Hollande still thinks some of Minsk’s goals worth defending, though — namely the territorial integrity of Ukraine and more political decentralization for eastern regions. And he defends Merkel’s record as being less spotty than her predecessor as chancellor, Gerhard Schroeder, who lobbied heavily for the Nord Stream pipeline project linking Russia to Germany and who took cushy jobs at Kremlin-linked energy companies.

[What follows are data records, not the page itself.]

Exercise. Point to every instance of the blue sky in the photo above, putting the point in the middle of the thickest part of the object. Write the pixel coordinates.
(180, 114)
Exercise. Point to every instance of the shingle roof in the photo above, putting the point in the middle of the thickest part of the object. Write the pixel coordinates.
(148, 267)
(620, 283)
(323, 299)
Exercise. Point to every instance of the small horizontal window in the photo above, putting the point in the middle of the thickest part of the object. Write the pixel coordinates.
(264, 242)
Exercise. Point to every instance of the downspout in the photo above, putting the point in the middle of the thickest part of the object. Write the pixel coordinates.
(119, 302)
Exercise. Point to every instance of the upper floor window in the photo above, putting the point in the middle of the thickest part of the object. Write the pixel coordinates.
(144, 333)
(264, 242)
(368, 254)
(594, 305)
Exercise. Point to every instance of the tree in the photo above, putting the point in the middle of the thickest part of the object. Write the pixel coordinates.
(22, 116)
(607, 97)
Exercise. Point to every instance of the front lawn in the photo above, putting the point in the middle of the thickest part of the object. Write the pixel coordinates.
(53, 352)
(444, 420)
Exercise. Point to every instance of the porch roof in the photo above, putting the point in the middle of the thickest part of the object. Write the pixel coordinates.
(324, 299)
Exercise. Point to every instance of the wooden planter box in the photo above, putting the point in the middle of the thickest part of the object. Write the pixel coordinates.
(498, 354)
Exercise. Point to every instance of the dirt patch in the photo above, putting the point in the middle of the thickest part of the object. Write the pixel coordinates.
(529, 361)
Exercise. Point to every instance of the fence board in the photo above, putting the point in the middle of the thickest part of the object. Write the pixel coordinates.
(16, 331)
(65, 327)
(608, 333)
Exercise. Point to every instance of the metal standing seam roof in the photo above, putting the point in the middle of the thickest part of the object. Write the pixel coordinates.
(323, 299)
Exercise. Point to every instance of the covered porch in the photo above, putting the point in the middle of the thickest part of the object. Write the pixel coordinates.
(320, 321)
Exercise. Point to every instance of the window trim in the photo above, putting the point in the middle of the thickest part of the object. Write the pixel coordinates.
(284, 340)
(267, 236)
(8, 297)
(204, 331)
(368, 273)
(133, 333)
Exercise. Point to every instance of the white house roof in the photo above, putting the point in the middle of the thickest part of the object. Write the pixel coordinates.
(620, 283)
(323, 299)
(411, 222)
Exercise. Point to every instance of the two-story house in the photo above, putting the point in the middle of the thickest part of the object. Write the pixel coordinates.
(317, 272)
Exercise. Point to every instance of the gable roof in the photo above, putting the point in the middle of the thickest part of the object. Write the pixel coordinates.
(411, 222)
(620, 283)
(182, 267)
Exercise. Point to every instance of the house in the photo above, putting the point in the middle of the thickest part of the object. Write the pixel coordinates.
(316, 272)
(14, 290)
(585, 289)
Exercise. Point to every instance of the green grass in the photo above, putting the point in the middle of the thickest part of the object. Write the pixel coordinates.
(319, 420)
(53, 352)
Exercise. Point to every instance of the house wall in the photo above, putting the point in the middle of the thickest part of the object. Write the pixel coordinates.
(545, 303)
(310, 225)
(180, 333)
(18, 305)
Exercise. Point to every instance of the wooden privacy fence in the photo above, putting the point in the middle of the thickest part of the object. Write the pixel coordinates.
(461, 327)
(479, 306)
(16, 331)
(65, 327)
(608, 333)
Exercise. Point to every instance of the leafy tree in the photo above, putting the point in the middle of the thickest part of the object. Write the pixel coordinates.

There is an opportunity for Europe in Hollande’s eyes. Unity on sanctions and a shift away from soft power and neutrality have opened the door for more defense spending and less free-riding on the US. The pain of energy prices is pushing the EU to share resources. And as grim as the prospect of a painful recession striking Germany, the biggest European economy, may be, Hollande says the end result might also be more fiscal solidarity similar to the legacy of the response to Covid-19. “The longer this war continues, the worse the recession gets, the more likely it is that Europe will move to more joint borrowing,” he says.

I suggest this is a dispiriting way of ensuring the cost for European citizens will be higher than it would have been by acting sooner. He agrees – but that’s how Europe works, he says. After all, it’s easy to forget the four years that elapsed between the collapse of Iceland’s banking system in 2008 and the 2012 declaration by European Central Bank President Mario Draghi to keep the euro going, “whatever it takes.”

Paris won’t emerge unscathed from the coming recession, and the past decade has seen its path to economic reform offset by the persistent rise of political extremes and failed military intervention abroad. But as Hollande suggests, if there’s any hope after a decade of upheavals, it’s that Europe can overhaul itself before the next one.